Monday, June 8, 2015

ASSEMBLY OF FIRST TRUCK CONVOY IN LEDO

ASSEMBLY OF FIRST TRUCK CONVOY IN LEDO, Assam, to travel the Ledo- Burma Road, a route stretching over approximately 1,000 miles through Myitkyina, Burma, to Kunming, China. Note railroad to left of the road. The vehicles are loaded with supplies and ammunition; some are pulling antitank guns and filed artillery pieces.

In August 1942 a training center was established at Ramgarh, India, for training the poorly equipped Chinese troops; concurrently, training centers were also established in China. In December 1942 the Allies began the construction of a new road leading from Ledo, India, across northern Burma to an intersection with the Burma Road near the China border. Subsequently this was supplemented by a pipeline for aviation and fuel oil from Calcutta, India, to Kunming, China. Pending the reopening of ground communications with China, the only route of supply available was the air transport system over the spur of the Himalayas from the Assam valley, India, to Kunming, a distance of approximately 500 air miles. 

The United States was primarily interested in building up China’s military strength, and Burma would be a chief route for these supplies to reach China; indeed, President Roosevelt saw China taking its rightful place as a major world power at war’s end.
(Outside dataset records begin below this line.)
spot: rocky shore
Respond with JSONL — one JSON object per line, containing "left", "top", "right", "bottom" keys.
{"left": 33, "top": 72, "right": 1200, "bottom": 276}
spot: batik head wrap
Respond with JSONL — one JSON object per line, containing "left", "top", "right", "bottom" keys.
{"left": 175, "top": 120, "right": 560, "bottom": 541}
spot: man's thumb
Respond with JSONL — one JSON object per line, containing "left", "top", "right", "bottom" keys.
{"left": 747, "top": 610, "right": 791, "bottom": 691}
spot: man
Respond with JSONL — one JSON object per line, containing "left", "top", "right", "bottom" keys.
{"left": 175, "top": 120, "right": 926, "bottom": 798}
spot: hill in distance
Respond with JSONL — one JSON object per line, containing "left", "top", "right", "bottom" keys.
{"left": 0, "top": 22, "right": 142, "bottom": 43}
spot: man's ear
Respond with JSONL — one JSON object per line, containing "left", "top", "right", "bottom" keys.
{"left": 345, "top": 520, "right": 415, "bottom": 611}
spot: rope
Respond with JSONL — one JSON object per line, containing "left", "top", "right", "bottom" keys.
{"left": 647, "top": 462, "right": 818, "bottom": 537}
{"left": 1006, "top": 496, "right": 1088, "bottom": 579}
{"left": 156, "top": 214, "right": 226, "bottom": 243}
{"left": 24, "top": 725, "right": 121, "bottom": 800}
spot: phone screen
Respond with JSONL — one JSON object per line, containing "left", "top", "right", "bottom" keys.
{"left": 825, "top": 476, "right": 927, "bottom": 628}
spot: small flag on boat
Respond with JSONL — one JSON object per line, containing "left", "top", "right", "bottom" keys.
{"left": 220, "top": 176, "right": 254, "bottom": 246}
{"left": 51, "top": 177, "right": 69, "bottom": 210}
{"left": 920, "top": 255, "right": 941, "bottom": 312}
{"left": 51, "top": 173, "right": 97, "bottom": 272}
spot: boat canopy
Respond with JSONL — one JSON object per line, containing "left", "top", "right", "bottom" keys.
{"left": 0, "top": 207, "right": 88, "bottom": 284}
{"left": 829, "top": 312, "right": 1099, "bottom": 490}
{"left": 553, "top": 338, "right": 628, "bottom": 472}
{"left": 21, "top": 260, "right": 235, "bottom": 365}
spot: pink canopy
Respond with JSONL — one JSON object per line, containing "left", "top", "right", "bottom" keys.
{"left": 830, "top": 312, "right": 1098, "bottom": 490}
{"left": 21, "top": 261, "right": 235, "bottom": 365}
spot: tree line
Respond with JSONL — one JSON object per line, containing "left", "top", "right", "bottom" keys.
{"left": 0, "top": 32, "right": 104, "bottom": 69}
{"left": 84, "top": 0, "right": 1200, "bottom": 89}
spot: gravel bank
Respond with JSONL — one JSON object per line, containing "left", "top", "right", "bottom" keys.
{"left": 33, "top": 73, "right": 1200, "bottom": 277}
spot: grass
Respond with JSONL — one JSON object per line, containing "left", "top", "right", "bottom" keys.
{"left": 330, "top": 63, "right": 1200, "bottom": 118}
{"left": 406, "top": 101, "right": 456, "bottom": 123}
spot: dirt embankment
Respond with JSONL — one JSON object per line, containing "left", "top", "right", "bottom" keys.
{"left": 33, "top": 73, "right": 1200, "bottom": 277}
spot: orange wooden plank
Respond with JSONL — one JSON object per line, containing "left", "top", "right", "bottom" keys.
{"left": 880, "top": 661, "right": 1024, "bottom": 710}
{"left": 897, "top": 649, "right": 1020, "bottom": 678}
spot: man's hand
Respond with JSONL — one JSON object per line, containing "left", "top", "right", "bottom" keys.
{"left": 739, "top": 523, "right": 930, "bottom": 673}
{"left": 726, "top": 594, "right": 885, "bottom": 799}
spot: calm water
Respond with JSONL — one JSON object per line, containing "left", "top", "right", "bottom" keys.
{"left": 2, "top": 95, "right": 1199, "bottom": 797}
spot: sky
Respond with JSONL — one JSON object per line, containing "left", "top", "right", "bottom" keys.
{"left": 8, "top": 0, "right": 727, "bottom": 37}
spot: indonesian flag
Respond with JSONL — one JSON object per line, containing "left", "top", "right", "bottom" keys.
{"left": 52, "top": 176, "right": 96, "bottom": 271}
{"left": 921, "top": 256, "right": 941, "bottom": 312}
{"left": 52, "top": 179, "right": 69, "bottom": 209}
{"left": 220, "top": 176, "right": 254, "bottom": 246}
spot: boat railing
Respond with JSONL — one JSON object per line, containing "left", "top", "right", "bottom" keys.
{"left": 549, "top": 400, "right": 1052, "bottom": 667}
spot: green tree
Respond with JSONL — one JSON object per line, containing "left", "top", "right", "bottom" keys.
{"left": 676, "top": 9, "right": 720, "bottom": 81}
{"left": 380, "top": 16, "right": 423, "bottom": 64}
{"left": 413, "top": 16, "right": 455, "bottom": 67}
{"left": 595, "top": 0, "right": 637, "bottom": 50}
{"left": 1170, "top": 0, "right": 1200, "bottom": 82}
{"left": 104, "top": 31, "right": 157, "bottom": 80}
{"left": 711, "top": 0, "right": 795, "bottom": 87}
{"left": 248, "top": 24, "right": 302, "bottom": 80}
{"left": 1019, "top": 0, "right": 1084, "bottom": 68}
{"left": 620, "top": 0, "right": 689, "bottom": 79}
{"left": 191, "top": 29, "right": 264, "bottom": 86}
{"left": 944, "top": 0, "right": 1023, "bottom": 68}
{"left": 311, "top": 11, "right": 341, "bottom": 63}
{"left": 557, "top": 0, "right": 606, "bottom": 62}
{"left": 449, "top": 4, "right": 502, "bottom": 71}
U.S. military planners also saw China as a potential location for heavy bombers to be used in the strategic bombing of Japan. These conflicting views were exacerbated by the personalities involved. Stilwell continued to feud with Jiang, and he also held that the British were more interested in defending their Asian empire than in fighting Japan. Stilwell wanted to recover Burma, and he worked hard to improve the fighting ability of those Chinese army units he could influence. The only way to get substantial military heavy equipment to China—which was essential if its fighting ability was to improve dramatically—was by way of Burma, and so construction of the so-called Ledo Road there became imperative. In the meantime, the United States undertook a massive logistical air supply operation to China from bases in India over “the Hump” of the Himalaya Mountains, the highest in the world. The ubiquitous C-47 (DC-3) aircraft was the workhorse for much of this campaign.

Construction of the 478-mile-long Ledo Road to connect the old Burma Road from Ledo, India, to Bhama, Burma, took 25 months. The new road ran through jungles, over mountains, and across 10 rivers. U.S. Army Brigadier General Lewis A. Pick had charge of this vast project, one of the major engineering accomplishments of the war.